Ultimately, we need to grow the pool of reliable technologies and capable suppliers in the market, to provide more choice for developers before projects go into the water. By standardising and commercialising these technologies at an early stage, they will be readily available – at a greater total capacity – at the right point in time in the development and procurement process.
Growing the supply chain pool is not the only ambition however, and this needs to be balanced with the pursuit of innovation. As such, the Centre is designed to also trial new and emerging technologies and facilitate the smooth transition of technologies from other industries, such as oil and gas, directly supporting businesses as our national energy mix changes.
This pursuit of innovation and cross-sector application of technologies will reduce risk and help make floating wind an even more attractive proposition for both governments and windfarm developers alike.

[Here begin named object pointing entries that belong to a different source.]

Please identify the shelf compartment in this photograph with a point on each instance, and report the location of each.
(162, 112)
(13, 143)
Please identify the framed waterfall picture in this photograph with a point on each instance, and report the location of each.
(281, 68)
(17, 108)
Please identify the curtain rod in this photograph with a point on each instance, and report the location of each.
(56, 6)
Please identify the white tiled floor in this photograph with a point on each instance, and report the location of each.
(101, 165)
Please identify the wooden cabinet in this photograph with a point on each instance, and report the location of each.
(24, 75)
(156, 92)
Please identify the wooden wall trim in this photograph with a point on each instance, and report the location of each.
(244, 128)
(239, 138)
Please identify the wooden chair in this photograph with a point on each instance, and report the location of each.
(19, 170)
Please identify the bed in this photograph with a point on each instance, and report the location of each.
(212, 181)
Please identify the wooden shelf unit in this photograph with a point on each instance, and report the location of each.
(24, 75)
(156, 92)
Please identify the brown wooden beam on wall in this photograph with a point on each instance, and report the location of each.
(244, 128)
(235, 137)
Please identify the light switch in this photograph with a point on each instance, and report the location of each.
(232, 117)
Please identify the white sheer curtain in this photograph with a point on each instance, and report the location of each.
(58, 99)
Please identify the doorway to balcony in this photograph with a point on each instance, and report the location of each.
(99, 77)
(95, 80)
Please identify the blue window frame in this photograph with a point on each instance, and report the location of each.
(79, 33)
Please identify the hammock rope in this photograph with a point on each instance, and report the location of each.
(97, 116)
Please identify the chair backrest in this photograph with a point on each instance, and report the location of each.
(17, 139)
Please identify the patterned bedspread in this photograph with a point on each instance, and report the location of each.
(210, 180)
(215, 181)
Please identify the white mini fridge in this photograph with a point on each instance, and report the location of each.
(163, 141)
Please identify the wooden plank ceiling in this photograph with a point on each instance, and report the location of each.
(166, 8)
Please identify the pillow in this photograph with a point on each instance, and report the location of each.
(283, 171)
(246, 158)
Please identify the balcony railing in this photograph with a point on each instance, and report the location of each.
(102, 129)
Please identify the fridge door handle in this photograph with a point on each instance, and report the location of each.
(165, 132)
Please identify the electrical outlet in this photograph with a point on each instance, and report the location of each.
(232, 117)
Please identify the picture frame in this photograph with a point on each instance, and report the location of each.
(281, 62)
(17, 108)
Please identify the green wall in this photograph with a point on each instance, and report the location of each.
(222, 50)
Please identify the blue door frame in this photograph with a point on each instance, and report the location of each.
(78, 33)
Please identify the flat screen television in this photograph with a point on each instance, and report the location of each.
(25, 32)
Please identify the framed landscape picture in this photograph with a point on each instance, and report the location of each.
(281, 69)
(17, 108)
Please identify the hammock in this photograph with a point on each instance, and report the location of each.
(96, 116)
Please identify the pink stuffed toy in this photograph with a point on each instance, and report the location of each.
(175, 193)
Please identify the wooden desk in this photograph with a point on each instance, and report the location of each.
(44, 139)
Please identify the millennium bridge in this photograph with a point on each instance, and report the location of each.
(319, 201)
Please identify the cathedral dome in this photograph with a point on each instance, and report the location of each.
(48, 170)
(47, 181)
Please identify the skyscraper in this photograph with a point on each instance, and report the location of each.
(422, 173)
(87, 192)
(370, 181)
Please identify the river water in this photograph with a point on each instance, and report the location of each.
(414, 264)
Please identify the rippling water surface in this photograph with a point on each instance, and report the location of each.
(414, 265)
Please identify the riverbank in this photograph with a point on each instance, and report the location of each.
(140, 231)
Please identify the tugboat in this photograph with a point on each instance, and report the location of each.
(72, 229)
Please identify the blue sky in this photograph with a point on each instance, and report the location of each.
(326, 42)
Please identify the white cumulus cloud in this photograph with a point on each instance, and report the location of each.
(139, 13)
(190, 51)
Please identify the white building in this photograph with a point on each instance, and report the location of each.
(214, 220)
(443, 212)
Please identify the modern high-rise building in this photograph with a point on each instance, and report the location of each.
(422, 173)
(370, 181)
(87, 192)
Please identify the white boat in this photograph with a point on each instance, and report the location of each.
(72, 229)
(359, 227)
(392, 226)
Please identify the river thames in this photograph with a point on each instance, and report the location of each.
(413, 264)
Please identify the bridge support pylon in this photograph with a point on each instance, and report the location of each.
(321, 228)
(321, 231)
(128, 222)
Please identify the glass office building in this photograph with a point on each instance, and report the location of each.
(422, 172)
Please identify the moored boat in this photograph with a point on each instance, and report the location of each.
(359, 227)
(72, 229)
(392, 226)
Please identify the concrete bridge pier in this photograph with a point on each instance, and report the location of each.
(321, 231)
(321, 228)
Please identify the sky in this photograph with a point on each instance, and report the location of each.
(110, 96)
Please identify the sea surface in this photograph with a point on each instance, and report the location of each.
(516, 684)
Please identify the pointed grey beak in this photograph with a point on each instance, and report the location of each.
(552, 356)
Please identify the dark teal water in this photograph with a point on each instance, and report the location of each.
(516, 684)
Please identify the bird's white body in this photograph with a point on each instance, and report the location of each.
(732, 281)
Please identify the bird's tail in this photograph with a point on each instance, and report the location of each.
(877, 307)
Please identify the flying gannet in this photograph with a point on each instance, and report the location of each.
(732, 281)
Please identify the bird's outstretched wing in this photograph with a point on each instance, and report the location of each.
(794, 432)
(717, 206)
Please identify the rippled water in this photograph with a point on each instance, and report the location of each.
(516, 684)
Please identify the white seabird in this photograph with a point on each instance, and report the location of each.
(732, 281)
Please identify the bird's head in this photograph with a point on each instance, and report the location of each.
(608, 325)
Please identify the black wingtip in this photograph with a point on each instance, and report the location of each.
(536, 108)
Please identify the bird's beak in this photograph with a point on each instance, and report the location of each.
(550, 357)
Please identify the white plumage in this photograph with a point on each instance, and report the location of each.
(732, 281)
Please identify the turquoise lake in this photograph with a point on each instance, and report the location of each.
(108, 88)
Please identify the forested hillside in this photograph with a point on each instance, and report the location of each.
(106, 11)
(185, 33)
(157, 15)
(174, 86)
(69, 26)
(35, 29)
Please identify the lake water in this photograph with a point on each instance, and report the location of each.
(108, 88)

All of this complements the activities of ORE Catapult’s Floating Offshore Wind Centre of Excellence, a collaborative programme with industry and academia, which has been addressing the specific opportunities and challenges the UK faces in developing floating wind since 2019.
As part of this collaboration, partners have committed more than £6.0M (US$7.5M) funding and supported the development and delivery of more than 50 projects. In doing so, the Centre has delivered a wide range of novel insight, evidence and guidance to partners and key stakeholders on the risks and opportunities in the commercialisation of floating wind.
An example of this has been work done to identify key components that need optimisation for industrial-scale deployment, and the creation of a bespoke, floating wind technology qualification programme to support their development. This service has already supported its first wave of businesses, and in co-operation with class societies, is laying the groundwork for potential standardisation in the future.
It is hoped these initiatives will help drive innovation, attract much-needed investment and ensure the UK remains at the vanguard of floating wind, carving out a major role for British businesses in the future supply chain.
RenewableUK predicts floating wind will represent over half of the UK’s offshore wind generation by 2050 and believes the government’s target of reaching 5 GW of floating wind in UK waters by 2030 is achievable. This means the first large-scale projects are not far away, and time is of the essence if key technologies are to be commercialised and implemented.
Carefully targeted standardisation is a powerful tool in the commercialisation journey, and if balanced with the need to give space to new and emerging technologies, the sector can achieve the cost reduction required, alongside sustainable supply chain growth.